Static buyer demo

Freshness-aware context selection for AI agents

A small static demo showing how FreshContext ranks fresh, stale, unknown-date, and failed retrieval signals before they reach a model.

The example uses synthetic data and simplified envelopes to show the Core scoring, ranking, explanation, and provenance logic through the MCP/reference implementation.

One current-status query, four uneven signals.

The demo query is fictional: “What is the current status of Project Atlas?” The raw snippets below are synthetic examples designed to show the context-quality problem.

success

Fresh source

Source
Project Atlas status page
Published
recent demo update
Retrieved
now, during the demo run
Content
“Project Atlas is operational after the May patch.”
success, stale

Stale but authoritative

Source
archived engineering memo
Published
14 months ago
Retrieved
now, during the demo run
Content
“Project Atlas remains in limited beta.”
partial

Unknown-date source

Source
copied internal note
Published
unknown
Retrieved
now, during the demo run
Content
“Project Atlas is paused pending review.”
failed

Failed source

Source
dashboard API
Published
unavailable
Retrieved
now, during the demo run
Content
[ERROR] upstream timeout

Similarity alone can pass bad context forward.

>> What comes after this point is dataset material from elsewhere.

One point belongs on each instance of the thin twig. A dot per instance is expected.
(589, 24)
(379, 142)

A simple retriever can find all four snippets relevant to Project Atlas, then pass them into the model without enough context about age, confidence, or failure state.

What reaches the model

  • Fresh operational status page.
  • Old engineering memo that still looks official.
  • Copied note with no reliable publication date.
  • Dashboard timeout included as if it were useful evidence.

What gets lost

  • The stale memo is not separated from the current source.
  • The unknown-date note is not clearly down-ranked.
  • The failed dashboard response is not excluded from trusted context.
  • The model has to infer context quality after the prompt is already contaminated.

Rank, penalize, explain, and wrap before generation.

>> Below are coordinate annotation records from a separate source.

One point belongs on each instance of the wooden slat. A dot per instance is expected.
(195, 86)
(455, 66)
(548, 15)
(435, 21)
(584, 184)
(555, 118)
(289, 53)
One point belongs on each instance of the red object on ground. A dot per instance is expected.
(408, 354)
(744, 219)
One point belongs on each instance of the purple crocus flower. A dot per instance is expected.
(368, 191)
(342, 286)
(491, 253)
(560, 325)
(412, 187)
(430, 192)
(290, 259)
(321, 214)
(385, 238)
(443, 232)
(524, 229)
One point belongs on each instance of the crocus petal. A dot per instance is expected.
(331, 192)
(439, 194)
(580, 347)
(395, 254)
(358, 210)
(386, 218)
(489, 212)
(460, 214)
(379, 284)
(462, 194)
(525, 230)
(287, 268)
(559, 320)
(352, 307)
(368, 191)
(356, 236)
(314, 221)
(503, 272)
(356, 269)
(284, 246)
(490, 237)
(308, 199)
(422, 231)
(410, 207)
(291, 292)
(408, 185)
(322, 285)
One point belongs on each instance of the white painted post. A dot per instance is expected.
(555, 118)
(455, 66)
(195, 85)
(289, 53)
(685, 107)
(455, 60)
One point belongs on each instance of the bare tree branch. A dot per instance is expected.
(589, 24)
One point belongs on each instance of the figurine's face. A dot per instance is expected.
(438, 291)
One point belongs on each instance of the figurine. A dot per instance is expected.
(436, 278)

FreshContext Core logic evaluates each signal for source, timestamps, freshness, confidence, utility, status, and provenance metadata before an LLM or agent sees it.

Rank Source Freshness Confidence Status Reason
1 Project Atlas status page High High success Recent source with a clear publication signal and direct current-status language.
2 archived engineering memo Low Medium success, stale Authoritative source, but the age conflicts with a current-status query.
3 copied internal note Unknown Low unknown date Relevant content, but no reliable published timestamp or source provenance.
4 dashboard API Unavailable None excluded Fetch failed; the result is marked as a failed signal and excluded from trusted context.

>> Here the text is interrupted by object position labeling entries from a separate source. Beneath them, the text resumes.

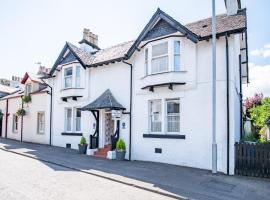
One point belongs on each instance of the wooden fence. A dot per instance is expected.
(252, 159)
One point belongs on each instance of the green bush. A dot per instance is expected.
(249, 138)
(83, 141)
(26, 99)
(120, 145)
(21, 112)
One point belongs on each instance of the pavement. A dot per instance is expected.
(136, 179)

A compact audit trail travels with the selected context.

This is a simplified demo envelope, not a claim that the block below is the exact production schema.

{
  "source": "Project Atlas status page",
  "published_at": "recent-demo-update",
  "retrieved_at": "demo-run-now",
  "freshness_score": "high",
  "confidence": "high",
  "status": "success",
  "reason": "Recent source with direct current-status language.",
  "provenance": "audit metadata"
}
Ha-Pri boundary: provenance here means audit metadata and traceability for context handling. It is audit metadata for context flow, not cryptographic protection.

Cleaner context reaches the model.

FreshContext would prefer the fresh status page, warn that the archived memo is stale, down-rank the unknown-date note, and exclude the failed dashboard API result from trusted context.

FreshContext-selected context

Project Atlas is operational after the May patch.

Attached warning: an older memo says limited beta, but it is stale relative to the query.